Cold Case Hammarskjöld
Time Out says
Though its come-on is playful, this documentary sinks into some swampy subjects, including racism, secret biowarfare and political assassination.
Review by Joshua Rothkopf
Brainy, mischievous and a touch annoying, Cold Case Hammarskjöld isn’t made by a born filmmaker. The director (and its hero?), Denmark’s Mads Brügger, often appears in a white suit and pith helmet, sitting in the shadows and dictating notes to a secretary. He’s an adventurer hunting down the truth; even though he tells us that his quarry often wore the same outfit, there’s something silly and Lars von Trier–ish about him. (Brügger isn’t fully trustworthy: His last documentary feature, The Ambassador, was nearly a prank.)

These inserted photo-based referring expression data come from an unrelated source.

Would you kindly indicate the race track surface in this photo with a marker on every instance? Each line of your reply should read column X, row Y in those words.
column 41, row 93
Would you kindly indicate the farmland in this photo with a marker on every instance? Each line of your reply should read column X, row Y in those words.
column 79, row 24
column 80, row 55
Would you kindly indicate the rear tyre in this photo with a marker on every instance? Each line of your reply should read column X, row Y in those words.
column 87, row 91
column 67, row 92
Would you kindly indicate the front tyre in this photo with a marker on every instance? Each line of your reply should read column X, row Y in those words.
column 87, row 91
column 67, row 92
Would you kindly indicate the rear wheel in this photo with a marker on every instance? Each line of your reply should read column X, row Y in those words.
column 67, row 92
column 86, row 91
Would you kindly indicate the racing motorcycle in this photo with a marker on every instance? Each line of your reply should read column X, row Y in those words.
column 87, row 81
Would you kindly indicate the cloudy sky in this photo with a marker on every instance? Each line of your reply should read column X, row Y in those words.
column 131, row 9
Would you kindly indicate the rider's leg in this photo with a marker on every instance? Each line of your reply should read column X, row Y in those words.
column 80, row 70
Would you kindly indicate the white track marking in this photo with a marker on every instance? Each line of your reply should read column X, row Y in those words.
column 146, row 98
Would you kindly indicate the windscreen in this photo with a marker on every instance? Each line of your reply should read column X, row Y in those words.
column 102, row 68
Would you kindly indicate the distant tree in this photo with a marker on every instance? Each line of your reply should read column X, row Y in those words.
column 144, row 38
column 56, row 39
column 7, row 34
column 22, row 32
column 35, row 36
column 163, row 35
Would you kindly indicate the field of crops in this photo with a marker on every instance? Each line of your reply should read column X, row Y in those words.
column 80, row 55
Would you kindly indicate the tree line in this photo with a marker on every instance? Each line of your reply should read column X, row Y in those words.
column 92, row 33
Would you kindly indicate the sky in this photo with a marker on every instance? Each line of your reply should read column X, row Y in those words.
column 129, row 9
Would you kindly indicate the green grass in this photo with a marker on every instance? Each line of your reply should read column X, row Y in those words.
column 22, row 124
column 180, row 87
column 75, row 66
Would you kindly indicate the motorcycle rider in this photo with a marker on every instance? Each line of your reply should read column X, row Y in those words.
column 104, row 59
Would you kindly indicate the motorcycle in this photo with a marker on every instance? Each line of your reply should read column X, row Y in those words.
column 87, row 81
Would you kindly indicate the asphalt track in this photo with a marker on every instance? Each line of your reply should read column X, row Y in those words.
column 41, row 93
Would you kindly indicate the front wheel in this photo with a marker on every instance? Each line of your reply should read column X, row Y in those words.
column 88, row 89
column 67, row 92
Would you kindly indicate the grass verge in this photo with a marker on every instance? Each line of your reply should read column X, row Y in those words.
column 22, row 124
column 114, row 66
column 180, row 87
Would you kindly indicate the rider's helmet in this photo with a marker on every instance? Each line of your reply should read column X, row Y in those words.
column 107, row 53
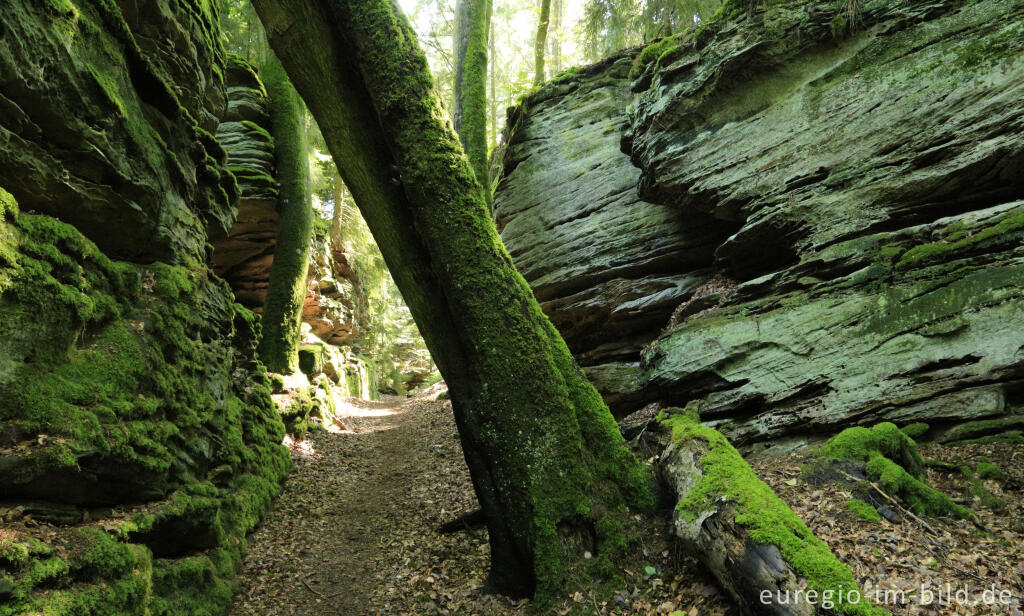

Even so, Cold Case Hammarskjöld may be the most unusual and upsetting film you’ll see this year. It centers, at first, on the death of United Nations General Secretary Dag Hammarskjöld, lost in a 1961 plane crash in Africa. (Calling the accident a political assassination isn’t news.) Brügger shows up at the crash site with a shovel. Then he starts tugging on a thread that unravels an entire sweater, leading to some breathtaking discoveries: racist paramilitary organizations, disgraced agents, perhaps even the intentional spread of the AIDS virus.
Since its Sundance premiere, Cold Case Hammarskjöld has come under intense scrutiny for its claims. To his credit, Brügger has only called for more investigation. One thing is certain: If he’s right about this one, he will have earned that pith helmet.